Evidence for Ancestral History Shaping Neuromuscular Latino Disease Heritage


Pre-Clinical Research

Poster Number: T399


Daniel Calame, MD, PhD, Baylor College of Medicine, Haowei Du, PhD, Baylor College of Medicine, Zeynep Coban-Akdemir, PhD, Baylor College of Medicine, University of Texas Health Science Center at Houston, Farida Abid, MD, Baylor College of Medicine, Tim Lotze, MD, Baylor College of Medicine/Texas Children's Hospital, Lisa Emrick, MD, Baylor College of Medicine, Davut Pehlivan, MD, Baylor College of Medicine, Richard Gibbs, PhD, Baylor College of Medicine, Jennifer Posey, MD, PhD, Baylor College of Medicine, James lupski, MD, PhD, DSc (hon), Baylor College of Medicine

Latinos are underrepresented in human genomics studies despite comprising 20% of the United States and 8.2% of global populations. ‘Latino genetics’ has been shaped by admixture of Indigenous Americans, Africans, and Europeans with resulting complexity due to migration patterns, population bottlenecks, founder events, and genetic drift. These historical events can influence rare disease risk through propagation of population-specific disease alleles, as seen in the Finnish and Ashkenazi Jewish populations.

We searched for evidence of Latino neuromuscular disease (NMD) heritage, i.e., recessive disease-associated variant alleles enriched in, or unique to, the Latino population, via a cohort-wide analysis of exome sequencing (ES) data including absence of heterozygosity (AOH) analysis as a surrogate measure of runs of homozygosity (ROH) (>12,000 individuals with rare diseases in a research dataset). We identified five homozygous pathogenic variant alleles in non-consanguineous Latinos which mapped within AOH blocks with low genome-wide total AOH, consistent with identity-by-state (IBS) rather than identity-by-descent (IBD) due to consanguinity. These variant alleles include ASCC3(NM_006828.4):c.5063G>T;p.(Gly1688Val) (congenital myopathy), TNNT3(NM_006757.4):c.481-1G>A (congenital myopathy), GDAP1(NM_018972.4):c.487C>T;p.(Gln163Ter) (demyelinating neuropathy), TANGO2(NM_152906.7):c.460G>A;p.(Gly154Arg) (rhabdomyolysis), and HPDL(NM_032756.3):c.859T>C;p.(Tyr287His) (hereditary spastic paraplegia). Three additional homozygous pathogenic variant alleles, ATP13A2(NM_022089.4):c.2529+1G>A (axonal neuropathy, amyotrophic lateral sclerosis) and ENTPD1(NM_001776.6):c.574-6_574-3del and c.770_771del;p.(Gly257GlufsTer18) (hereditary spastic paraplegia), were each found in multiple unrelated consanguineous Latino families suggestive of founder alleles rendered homozygous through IBD consanguinity. Of the variant alleles present in gnomAD v2.1.1, each occurred exclusively in individuals of Latino or unassigned ancestry. Variant allele frequencies ranged from 0 to 8e-4 (average allele frequency 2.6e-4 ± 2.6e-4).
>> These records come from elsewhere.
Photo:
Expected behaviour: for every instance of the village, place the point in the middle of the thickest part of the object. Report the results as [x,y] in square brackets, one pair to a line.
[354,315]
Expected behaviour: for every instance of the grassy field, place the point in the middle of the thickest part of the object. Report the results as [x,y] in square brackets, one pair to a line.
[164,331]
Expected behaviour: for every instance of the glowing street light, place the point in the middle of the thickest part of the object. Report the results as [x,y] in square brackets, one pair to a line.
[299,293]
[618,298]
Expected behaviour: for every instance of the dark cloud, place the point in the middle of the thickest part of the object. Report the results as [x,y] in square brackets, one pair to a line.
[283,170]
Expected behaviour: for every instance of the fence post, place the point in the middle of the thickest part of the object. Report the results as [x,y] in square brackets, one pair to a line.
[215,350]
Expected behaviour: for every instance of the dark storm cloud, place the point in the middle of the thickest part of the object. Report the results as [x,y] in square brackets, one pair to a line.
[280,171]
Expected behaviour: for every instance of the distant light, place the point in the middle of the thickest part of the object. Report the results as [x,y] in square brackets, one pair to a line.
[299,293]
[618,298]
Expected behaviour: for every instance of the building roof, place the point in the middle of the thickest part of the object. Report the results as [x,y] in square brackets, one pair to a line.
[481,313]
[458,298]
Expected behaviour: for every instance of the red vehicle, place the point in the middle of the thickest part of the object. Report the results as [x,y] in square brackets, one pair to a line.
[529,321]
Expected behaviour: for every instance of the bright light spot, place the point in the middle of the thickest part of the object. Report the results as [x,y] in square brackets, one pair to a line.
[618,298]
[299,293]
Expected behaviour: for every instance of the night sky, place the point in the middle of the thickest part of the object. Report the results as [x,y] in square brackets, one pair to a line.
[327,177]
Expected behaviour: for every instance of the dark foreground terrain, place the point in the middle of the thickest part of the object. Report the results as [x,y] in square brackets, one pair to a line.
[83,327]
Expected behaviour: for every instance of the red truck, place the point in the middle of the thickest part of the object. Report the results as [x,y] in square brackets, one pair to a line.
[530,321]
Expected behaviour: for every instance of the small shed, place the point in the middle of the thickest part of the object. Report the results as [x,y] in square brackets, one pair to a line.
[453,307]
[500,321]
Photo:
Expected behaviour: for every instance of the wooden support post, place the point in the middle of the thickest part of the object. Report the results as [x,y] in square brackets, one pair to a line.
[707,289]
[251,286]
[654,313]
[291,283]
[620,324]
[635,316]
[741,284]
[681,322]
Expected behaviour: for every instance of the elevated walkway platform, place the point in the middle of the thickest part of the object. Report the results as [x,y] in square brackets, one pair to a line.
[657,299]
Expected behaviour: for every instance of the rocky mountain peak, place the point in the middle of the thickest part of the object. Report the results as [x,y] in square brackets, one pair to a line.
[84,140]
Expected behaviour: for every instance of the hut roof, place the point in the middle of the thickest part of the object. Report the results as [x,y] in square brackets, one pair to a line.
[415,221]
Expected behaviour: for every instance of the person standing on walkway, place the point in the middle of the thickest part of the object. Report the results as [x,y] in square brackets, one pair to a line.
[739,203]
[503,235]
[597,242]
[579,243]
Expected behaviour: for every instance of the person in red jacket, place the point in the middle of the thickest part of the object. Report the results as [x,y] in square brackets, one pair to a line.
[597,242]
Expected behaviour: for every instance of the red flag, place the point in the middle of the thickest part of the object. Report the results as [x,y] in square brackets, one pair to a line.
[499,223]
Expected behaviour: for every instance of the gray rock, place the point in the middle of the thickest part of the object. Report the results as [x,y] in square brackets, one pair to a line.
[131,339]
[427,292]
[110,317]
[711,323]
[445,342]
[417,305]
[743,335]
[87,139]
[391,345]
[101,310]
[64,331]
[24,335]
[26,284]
In summary, we identify eight candidate Latino NMD heritage variant alleles within a disease-focused genomic dataset. Although rare, the identification of these Latino neuromuscular disease (NMD) heritage alleles illustrates the imperative of fully representing each human population group in studies aimed at disease gene discovery.